その影響で肝の血が不足することで目に血が供給されなくなり、目が痛むものに使われていることがわかる。

 

◆五行説では目は直接的には肝の失調(肝の血の不足など)の影響を受けると考える。

すなわち肝の失調によって目が滋養されないことで、眼精疲労、視力障害、ドライアイなどの症状となって現れるのである。

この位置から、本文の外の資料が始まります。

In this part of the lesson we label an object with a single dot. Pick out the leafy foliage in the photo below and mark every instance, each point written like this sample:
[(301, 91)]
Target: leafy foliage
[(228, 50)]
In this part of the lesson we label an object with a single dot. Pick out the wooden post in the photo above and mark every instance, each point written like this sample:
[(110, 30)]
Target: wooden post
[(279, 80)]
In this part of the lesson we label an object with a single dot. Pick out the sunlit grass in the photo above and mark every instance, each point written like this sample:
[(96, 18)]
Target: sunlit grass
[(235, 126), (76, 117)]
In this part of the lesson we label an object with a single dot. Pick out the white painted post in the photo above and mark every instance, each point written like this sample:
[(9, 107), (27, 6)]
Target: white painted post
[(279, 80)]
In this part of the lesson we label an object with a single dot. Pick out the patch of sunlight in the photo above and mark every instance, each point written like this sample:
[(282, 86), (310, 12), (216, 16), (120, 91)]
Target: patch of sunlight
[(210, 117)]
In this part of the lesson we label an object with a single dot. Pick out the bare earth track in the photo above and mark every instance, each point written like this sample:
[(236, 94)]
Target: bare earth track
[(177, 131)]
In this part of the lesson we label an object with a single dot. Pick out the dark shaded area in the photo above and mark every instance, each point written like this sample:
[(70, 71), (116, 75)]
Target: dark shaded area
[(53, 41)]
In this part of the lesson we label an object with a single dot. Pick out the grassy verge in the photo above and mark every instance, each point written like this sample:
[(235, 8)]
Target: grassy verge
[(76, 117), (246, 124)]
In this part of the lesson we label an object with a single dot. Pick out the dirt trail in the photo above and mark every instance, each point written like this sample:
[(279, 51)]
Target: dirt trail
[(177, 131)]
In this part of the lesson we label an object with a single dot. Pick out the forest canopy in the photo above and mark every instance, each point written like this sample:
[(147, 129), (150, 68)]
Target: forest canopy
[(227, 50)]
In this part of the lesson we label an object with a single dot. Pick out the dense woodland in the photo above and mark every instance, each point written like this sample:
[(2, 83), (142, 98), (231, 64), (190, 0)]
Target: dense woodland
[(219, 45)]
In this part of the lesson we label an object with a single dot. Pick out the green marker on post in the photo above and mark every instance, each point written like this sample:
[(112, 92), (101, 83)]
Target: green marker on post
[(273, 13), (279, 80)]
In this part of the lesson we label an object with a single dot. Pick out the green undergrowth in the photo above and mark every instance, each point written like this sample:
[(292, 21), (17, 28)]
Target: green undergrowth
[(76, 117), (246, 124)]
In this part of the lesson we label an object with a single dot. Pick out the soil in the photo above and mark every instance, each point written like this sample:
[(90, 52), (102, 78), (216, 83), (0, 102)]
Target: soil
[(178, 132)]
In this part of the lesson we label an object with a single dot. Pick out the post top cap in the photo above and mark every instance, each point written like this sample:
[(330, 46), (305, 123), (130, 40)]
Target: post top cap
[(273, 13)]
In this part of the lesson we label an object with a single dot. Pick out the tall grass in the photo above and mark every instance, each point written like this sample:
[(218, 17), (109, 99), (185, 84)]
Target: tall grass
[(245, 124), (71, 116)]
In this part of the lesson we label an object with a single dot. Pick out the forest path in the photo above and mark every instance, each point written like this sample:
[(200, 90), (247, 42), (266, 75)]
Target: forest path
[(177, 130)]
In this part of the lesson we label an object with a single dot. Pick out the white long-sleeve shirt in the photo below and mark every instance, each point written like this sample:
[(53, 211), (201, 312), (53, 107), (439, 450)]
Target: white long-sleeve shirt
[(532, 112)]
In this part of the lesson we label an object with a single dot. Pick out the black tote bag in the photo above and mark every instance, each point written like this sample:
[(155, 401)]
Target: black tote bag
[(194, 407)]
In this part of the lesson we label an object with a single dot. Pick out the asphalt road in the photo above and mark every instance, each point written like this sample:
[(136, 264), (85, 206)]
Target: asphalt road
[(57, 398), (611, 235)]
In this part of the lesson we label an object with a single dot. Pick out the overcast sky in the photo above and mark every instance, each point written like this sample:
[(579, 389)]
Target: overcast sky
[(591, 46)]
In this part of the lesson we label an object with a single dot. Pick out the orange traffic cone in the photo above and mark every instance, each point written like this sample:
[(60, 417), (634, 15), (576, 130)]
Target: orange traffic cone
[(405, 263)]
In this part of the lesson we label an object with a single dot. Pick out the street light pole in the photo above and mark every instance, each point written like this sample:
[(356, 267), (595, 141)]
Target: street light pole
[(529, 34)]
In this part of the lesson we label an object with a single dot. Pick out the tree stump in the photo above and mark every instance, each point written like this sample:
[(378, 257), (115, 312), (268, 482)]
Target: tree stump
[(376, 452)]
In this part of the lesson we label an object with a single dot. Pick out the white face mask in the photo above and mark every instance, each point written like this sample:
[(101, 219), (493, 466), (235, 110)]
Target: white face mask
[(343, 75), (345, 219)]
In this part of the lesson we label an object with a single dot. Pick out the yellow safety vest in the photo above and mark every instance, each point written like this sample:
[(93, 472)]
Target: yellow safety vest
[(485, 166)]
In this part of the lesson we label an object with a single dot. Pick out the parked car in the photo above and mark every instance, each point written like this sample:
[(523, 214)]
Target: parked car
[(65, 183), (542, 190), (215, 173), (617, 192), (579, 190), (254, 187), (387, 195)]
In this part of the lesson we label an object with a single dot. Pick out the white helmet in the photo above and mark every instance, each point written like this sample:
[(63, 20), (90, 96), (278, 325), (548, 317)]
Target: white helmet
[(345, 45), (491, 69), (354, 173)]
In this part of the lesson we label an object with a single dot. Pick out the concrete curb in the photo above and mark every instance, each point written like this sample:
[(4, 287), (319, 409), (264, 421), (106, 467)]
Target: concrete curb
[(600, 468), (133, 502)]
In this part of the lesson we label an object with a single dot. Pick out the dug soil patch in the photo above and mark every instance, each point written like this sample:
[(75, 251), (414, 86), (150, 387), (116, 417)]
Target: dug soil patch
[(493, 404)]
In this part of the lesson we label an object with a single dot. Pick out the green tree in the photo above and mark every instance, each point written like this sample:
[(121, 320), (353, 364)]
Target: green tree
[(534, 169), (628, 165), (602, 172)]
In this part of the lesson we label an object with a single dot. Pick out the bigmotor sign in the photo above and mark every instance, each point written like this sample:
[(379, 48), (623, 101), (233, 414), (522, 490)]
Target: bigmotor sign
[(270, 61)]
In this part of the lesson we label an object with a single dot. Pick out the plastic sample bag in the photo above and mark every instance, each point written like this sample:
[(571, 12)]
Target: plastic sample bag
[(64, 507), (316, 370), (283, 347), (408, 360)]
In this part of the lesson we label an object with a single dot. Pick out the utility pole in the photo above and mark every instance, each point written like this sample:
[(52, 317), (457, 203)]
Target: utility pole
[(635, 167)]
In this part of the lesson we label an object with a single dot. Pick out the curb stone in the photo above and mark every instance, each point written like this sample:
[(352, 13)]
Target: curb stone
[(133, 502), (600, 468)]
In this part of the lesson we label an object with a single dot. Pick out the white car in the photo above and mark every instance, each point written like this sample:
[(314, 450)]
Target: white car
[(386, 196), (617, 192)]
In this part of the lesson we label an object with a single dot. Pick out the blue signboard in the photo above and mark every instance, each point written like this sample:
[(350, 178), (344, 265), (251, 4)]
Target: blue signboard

しかし、肝は相生(母子)関係にある腎の影響も受けており、

老化による腎の機能低下(腎虚)によっても目のトラブルが起こる。

滋腎明目湯はこのような肝および腎の失調による目のトラブルに適応する処方である。

 

◆眼底(網膜)は漢方的には腎に属するので、

滋腎明目湯は眼底出血、網膜症などにも広く応用できる。
また、浅田宗伯は内障眼(そこひ、白内障のこと)の主方といっており、白内障にもよく用いられる。

【処方構成】15味

血を補う四物湯に補気健脾(胃腸を調え、気を補う)の人参(ニンジン)、甘草(カンゾウ)の組み合わせにより肝血の不足から派生する視力低下、貧血、疲労倦怠および腎虚(加齢現象全般)にも対応する。また、黄連(オウレン)、桔梗(キキョウ)、山梔子(サンシシ)で上半身の熱をとり、蔓荊子(マンケイシ)、菊花(キクカ)、細茶(サイチャ)、白芷(ビャクシ)は目の炎症を冷まし、乾地黄(カンジオウ)で潤いを与えて熱を冷ます。また、水分代謝を改善する灯心草(トウシンソウ)は熱を冷ます働きも持ち、目のかすみや疲れをとる。

滋腎明目湯生薬構成

処方名 類方鑑別
滋腎明目湯 老化や過労による目のかすみ、目の疲れ、目の痛みに。
八味地黄丸 腰から下が冷えて重だるく、夜間の頻尿がある方の白内障などの視力障害に。
洗肝明目湯 炎症による充血、腫れ、疼痛などが顕著な眼病に。
杞菊地黄丸 老化が進み、目の乾き、かすみを強く訴える方に。
苓桂朮甘湯 水分代謝が悪く、目が疲れると視力が落ち、近視状態になる方に。